Citing the luminaire’s excellent colour-mixing and variable frost as important features for his design, Holder uses the Monets continuously in the production, constantly refocusing as the set revolves and changes configuration. He describes a special look he creates across the set’s complex sloped roof structure, located at a relatively short throw distance from the Monet’s position on lighting bridges. “Using the wide zoom optics and heavy frost options I was able to simulate a large brushstroke of sunlight glancing across all the rooftops using just one or two Monet fixtures focused from a singular, strategic location.” In another special look that takes place during the funeral of Robbins on a cold, rainy day, Holder created broad swaths of cold wintry backlight that etched the entire space, using the fixtures in open white and again with a wide zoom and heavy frost.

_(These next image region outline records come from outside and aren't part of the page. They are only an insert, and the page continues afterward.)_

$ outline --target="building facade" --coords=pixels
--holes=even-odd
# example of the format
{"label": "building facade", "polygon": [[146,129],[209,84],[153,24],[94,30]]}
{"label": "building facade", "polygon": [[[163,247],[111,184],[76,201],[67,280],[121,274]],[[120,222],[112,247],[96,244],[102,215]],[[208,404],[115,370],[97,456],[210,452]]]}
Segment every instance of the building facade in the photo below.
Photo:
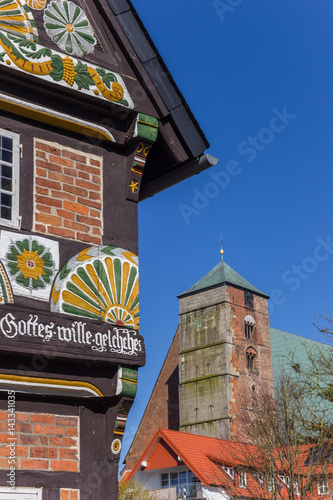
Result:
{"label": "building facade", "polygon": [[216,160],[130,2],[0,7],[0,498],[113,500],[137,204]]}

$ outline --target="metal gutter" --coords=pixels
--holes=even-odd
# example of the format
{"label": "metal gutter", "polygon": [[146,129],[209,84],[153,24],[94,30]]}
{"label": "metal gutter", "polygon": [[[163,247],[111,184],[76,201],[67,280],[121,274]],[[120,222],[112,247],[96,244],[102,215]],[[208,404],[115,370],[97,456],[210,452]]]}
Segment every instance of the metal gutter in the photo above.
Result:
{"label": "metal gutter", "polygon": [[170,174],[164,175],[163,177],[152,181],[149,184],[143,186],[140,190],[140,201],[146,200],[147,198],[160,193],[164,189],[174,186],[178,182],[184,181],[193,175],[198,175],[207,168],[213,167],[219,162],[217,158],[209,154],[203,154],[191,163],[187,163],[177,170],[170,172]]}

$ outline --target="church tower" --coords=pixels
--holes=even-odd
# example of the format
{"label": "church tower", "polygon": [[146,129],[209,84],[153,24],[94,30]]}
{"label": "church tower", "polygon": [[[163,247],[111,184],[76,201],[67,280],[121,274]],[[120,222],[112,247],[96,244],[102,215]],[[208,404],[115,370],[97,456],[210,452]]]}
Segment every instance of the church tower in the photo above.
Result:
{"label": "church tower", "polygon": [[246,440],[247,397],[274,392],[268,296],[222,260],[179,299],[179,430]]}

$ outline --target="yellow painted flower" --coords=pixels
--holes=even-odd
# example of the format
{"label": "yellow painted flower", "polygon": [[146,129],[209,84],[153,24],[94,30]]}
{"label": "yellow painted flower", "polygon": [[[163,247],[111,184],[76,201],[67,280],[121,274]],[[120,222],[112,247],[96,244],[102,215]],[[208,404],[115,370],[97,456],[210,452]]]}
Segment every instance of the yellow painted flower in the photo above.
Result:
{"label": "yellow painted flower", "polygon": [[37,280],[39,276],[45,274],[44,262],[39,257],[37,250],[35,252],[23,250],[21,255],[17,256],[17,267],[24,278],[34,278]]}

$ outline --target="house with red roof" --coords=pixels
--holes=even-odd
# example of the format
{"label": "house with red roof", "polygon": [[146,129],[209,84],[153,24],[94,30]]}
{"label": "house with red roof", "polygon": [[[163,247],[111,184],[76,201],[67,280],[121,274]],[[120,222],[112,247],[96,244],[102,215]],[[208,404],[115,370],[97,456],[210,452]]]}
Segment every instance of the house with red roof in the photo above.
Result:
{"label": "house with red roof", "polygon": [[[168,500],[333,498],[331,451],[327,466],[321,449],[297,444],[288,462],[288,450],[273,448],[268,472],[265,445],[251,444],[243,411],[262,389],[274,401],[281,372],[297,380],[308,352],[330,347],[270,328],[268,295],[223,259],[178,297],[179,328],[122,481],[139,481]],[[332,414],[322,403],[311,399],[312,410]]]}
{"label": "house with red roof", "polygon": [[[138,481],[161,500],[287,500],[290,498],[288,467],[276,455],[276,482],[271,487],[273,480],[267,477],[258,447],[159,429],[134,468],[124,473],[122,481]],[[323,467],[309,464],[309,457],[311,447],[304,446],[297,466],[300,479],[295,488],[299,492],[296,499],[329,500],[333,468],[329,466],[323,475]]]}

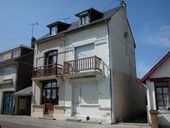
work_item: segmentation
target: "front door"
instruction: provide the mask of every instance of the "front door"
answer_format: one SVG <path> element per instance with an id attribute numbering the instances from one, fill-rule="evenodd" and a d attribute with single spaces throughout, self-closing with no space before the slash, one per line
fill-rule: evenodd
<path id="1" fill-rule="evenodd" d="M 3 114 L 12 115 L 13 114 L 13 91 L 4 92 L 4 102 L 3 102 Z"/>
<path id="2" fill-rule="evenodd" d="M 42 104 L 45 104 L 45 113 L 52 114 L 54 111 L 53 105 L 58 105 L 59 86 L 57 81 L 48 81 L 43 83 L 42 88 Z"/>

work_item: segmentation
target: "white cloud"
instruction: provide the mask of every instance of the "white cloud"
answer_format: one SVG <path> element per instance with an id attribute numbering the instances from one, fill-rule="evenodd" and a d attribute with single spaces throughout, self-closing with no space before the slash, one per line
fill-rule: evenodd
<path id="1" fill-rule="evenodd" d="M 151 68 L 151 65 L 140 62 L 137 64 L 137 77 L 142 78 Z"/>
<path id="2" fill-rule="evenodd" d="M 170 25 L 155 28 L 147 24 L 143 34 L 142 38 L 145 43 L 170 48 Z"/>

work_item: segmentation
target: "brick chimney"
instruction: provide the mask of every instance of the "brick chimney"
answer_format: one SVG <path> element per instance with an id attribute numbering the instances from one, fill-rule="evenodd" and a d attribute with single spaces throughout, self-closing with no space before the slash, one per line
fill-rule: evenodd
<path id="1" fill-rule="evenodd" d="M 125 3 L 124 0 L 121 0 L 120 6 L 121 6 L 121 7 L 124 7 L 124 8 L 126 9 L 126 3 Z"/>

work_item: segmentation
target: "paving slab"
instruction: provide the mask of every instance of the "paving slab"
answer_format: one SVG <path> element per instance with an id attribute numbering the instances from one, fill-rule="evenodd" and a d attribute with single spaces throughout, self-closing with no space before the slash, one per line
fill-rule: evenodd
<path id="1" fill-rule="evenodd" d="M 92 123 L 45 120 L 30 116 L 0 115 L 2 128 L 151 128 L 148 124 L 120 123 L 114 125 L 101 125 Z"/>

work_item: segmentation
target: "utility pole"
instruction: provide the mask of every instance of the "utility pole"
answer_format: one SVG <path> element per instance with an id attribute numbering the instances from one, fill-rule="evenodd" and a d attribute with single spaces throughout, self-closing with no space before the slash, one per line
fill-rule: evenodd
<path id="1" fill-rule="evenodd" d="M 35 23 L 29 24 L 29 25 L 32 26 L 32 28 L 31 28 L 31 37 L 33 37 L 34 36 L 34 27 L 38 26 L 39 24 L 38 24 L 38 22 L 35 22 Z"/>

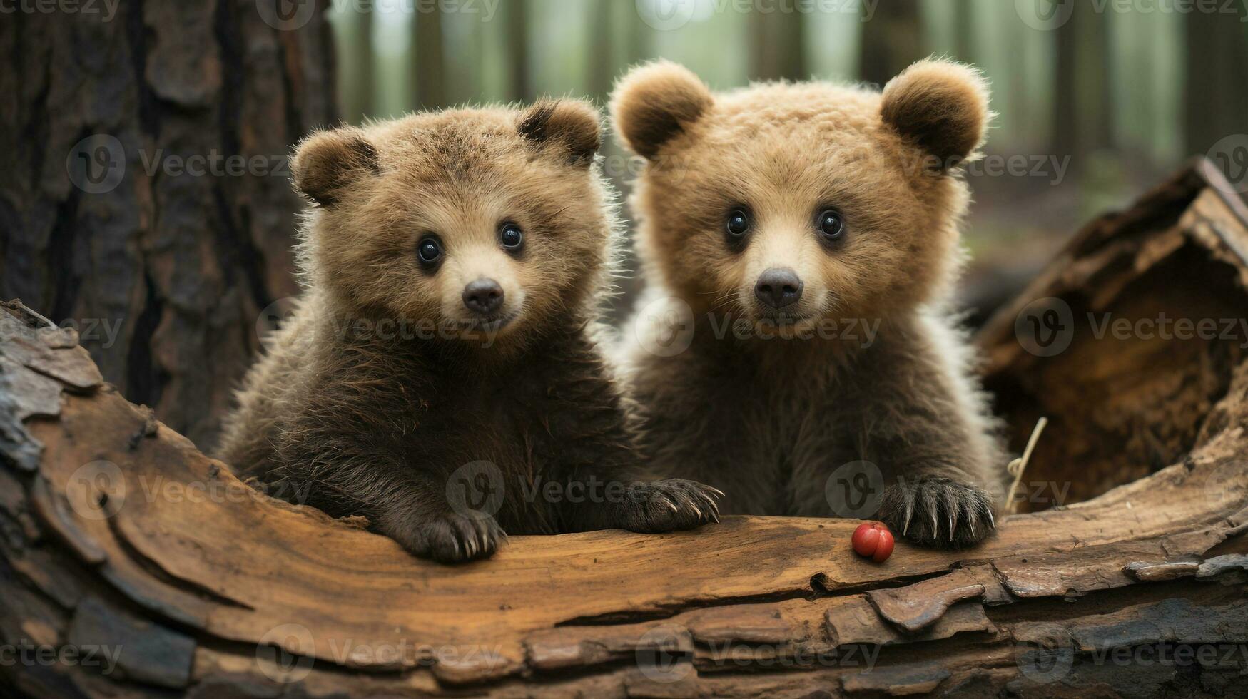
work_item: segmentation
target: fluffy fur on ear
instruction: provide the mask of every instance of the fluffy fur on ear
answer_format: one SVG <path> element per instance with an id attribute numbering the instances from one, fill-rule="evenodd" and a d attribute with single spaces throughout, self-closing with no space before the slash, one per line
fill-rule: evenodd
<path id="1" fill-rule="evenodd" d="M 589 165 L 602 145 L 598 110 L 583 100 L 542 100 L 520 112 L 515 130 L 535 145 L 562 147 L 579 165 Z"/>
<path id="2" fill-rule="evenodd" d="M 698 121 L 715 99 L 689 69 L 654 61 L 629 71 L 612 94 L 612 116 L 624 145 L 654 160 L 659 149 Z"/>
<path id="3" fill-rule="evenodd" d="M 333 206 L 361 177 L 381 172 L 377 149 L 354 127 L 317 131 L 295 149 L 295 188 L 321 206 Z"/>
<path id="4" fill-rule="evenodd" d="M 991 112 L 980 72 L 953 61 L 919 61 L 884 86 L 884 122 L 948 170 L 983 142 Z"/>

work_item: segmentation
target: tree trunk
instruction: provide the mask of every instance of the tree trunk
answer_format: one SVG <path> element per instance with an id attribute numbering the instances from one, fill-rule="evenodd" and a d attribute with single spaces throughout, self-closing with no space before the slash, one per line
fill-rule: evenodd
<path id="1" fill-rule="evenodd" d="M 1218 280 L 1213 302 L 1248 307 L 1248 211 L 1219 187 L 1202 164 L 1093 222 L 1016 308 L 1086 297 L 1207 312 L 1187 288 L 1153 283 L 1174 280 L 1176 265 Z M 1020 315 L 981 336 L 990 383 L 1013 429 L 1050 416 L 1042 444 L 1086 454 L 1093 479 L 1123 437 L 1078 424 L 1080 411 L 1112 422 L 1131 379 L 1178 391 L 1199 373 L 1221 387 L 1136 424 L 1186 436 L 1166 452 L 1173 464 L 1086 503 L 1003 518 L 970 550 L 900 542 L 882 564 L 850 550 L 856 521 L 731 517 L 664 535 L 514 537 L 489 560 L 449 567 L 407 555 L 358 518 L 252 492 L 102 386 L 72 333 L 4 305 L 0 638 L 82 662 L 17 655 L 0 663 L 0 687 L 30 697 L 1234 695 L 1248 643 L 1248 359 L 1078 333 L 1065 353 L 1037 357 L 1023 351 L 1035 345 L 1016 330 Z M 1116 372 L 1128 388 L 1097 383 Z M 1037 458 L 1028 498 L 1052 463 Z M 1176 647 L 1192 662 L 1156 660 Z"/>
<path id="2" fill-rule="evenodd" d="M 1113 92 L 1109 82 L 1109 34 L 1106 12 L 1091 2 L 1072 2 L 1067 21 L 1056 29 L 1053 71 L 1053 146 L 1081 171 L 1088 156 L 1112 145 Z"/>
<path id="3" fill-rule="evenodd" d="M 797 11 L 781 11 L 778 5 L 769 12 L 755 10 L 750 22 L 750 79 L 806 80 L 805 36 Z"/>
<path id="4" fill-rule="evenodd" d="M 862 22 L 859 74 L 866 82 L 884 85 L 925 55 L 916 0 L 879 2 L 871 21 Z"/>
<path id="5" fill-rule="evenodd" d="M 417 109 L 438 110 L 447 106 L 446 71 L 442 56 L 442 12 L 438 4 L 416 11 L 416 66 L 412 94 Z"/>
<path id="6" fill-rule="evenodd" d="M 361 124 L 376 109 L 373 75 L 373 12 L 344 11 L 338 16 L 336 31 L 344 49 L 338 57 L 338 101 L 342 119 Z"/>
<path id="7" fill-rule="evenodd" d="M 507 21 L 507 85 L 509 100 L 528 102 L 533 100 L 533 85 L 529 79 L 529 2 L 512 0 L 499 11 Z"/>
<path id="8" fill-rule="evenodd" d="M 1243 2 L 1219 5 L 1219 11 L 1184 16 L 1187 66 L 1183 76 L 1184 146 L 1188 155 L 1204 155 L 1226 136 L 1244 134 L 1248 124 L 1248 30 Z M 1234 14 L 1228 15 L 1226 10 Z M 1241 139 L 1242 150 L 1248 140 Z M 1243 176 L 1243 156 L 1236 159 Z"/>
<path id="9" fill-rule="evenodd" d="M 207 444 L 261 311 L 296 293 L 285 157 L 334 116 L 327 26 L 311 4 L 90 5 L 0 22 L 0 295 Z"/>

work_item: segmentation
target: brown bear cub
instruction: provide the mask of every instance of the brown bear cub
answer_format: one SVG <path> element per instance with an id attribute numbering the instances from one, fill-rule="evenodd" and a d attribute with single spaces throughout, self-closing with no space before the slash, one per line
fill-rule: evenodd
<path id="1" fill-rule="evenodd" d="M 724 512 L 846 517 L 832 476 L 851 464 L 850 502 L 905 537 L 983 538 L 1005 456 L 946 312 L 978 74 L 927 60 L 882 94 L 713 94 L 655 62 L 612 110 L 648 161 L 631 203 L 653 300 L 622 373 L 659 468 L 723 488 Z"/>
<path id="2" fill-rule="evenodd" d="M 595 343 L 614 228 L 599 140 L 573 100 L 307 137 L 306 291 L 218 456 L 444 562 L 508 533 L 715 521 L 713 488 L 641 473 Z"/>

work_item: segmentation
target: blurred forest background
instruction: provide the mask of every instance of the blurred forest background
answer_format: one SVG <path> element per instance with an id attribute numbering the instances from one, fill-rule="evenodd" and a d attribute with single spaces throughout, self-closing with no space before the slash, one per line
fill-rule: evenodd
<path id="1" fill-rule="evenodd" d="M 931 54 L 968 61 L 998 112 L 966 175 L 972 322 L 1082 222 L 1191 156 L 1223 156 L 1248 190 L 1248 0 L 10 5 L 0 297 L 76 327 L 107 381 L 201 446 L 300 293 L 305 202 L 286 159 L 339 120 L 543 95 L 604 105 L 618 76 L 658 56 L 715 89 L 882 85 Z M 636 164 L 607 144 L 626 193 Z M 617 317 L 639 282 L 624 280 Z"/>
<path id="2" fill-rule="evenodd" d="M 333 4 L 344 120 L 543 95 L 605 107 L 619 75 L 660 56 L 720 90 L 775 79 L 882 85 L 932 54 L 980 66 L 997 117 L 990 157 L 967 174 L 976 203 L 963 292 L 975 318 L 1081 222 L 1248 131 L 1241 0 L 419 2 Z M 614 139 L 605 152 L 623 162 Z M 608 174 L 628 191 L 626 169 Z"/>

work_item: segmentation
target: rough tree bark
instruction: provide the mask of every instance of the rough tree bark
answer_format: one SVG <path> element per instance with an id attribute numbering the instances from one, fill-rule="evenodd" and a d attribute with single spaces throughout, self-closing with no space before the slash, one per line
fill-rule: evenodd
<path id="1" fill-rule="evenodd" d="M 296 293 L 287 149 L 334 117 L 322 7 L 267 1 L 0 22 L 0 298 L 75 325 L 107 381 L 205 444 L 261 310 Z"/>
<path id="2" fill-rule="evenodd" d="M 418 560 L 251 492 L 104 383 L 72 333 L 5 305 L 0 634 L 115 665 L 0 663 L 0 682 L 32 697 L 1242 695 L 1248 361 L 1081 332 L 1050 357 L 1016 348 L 1035 348 L 1015 322 L 1033 297 L 1242 315 L 1248 217 L 1207 178 L 1226 186 L 1198 165 L 1093 222 L 981 337 L 1011 426 L 1055 421 L 1028 484 L 1062 458 L 1098 487 L 1154 456 L 1172 466 L 1006 518 L 973 549 L 900 543 L 882 564 L 850 552 L 857 522 L 801 518 Z M 1184 275 L 1213 283 L 1206 298 Z M 1148 404 L 1132 412 L 1136 386 Z M 1149 433 L 1161 451 L 1132 447 Z M 1176 667 L 1156 660 L 1167 644 L 1223 645 Z"/>

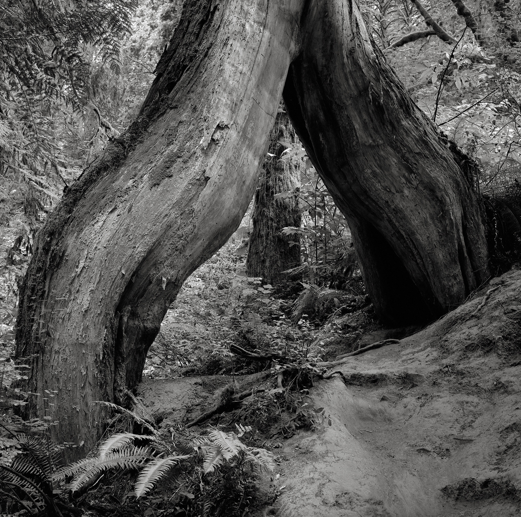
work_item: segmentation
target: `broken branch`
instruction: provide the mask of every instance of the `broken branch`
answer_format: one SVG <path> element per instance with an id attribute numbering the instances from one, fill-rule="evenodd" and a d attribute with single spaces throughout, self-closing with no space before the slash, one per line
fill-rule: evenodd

Holder thanks resident lighting designer John Froelich for having the foresight to bring the Artiste Monet fixtures to the Met, as well as his brilliant assistant team of Aaron Sporer and Keri Thibodeau, along with programmers Ben Eells, Salvatore Nicosia and Max Lagonia.
The first production of Porgy and Bess at the Met since 1990, the show has proved itself a triumph with critics praising both the cast and production. Performances ran until 16 October with the production returning for seven more performances in early 2020.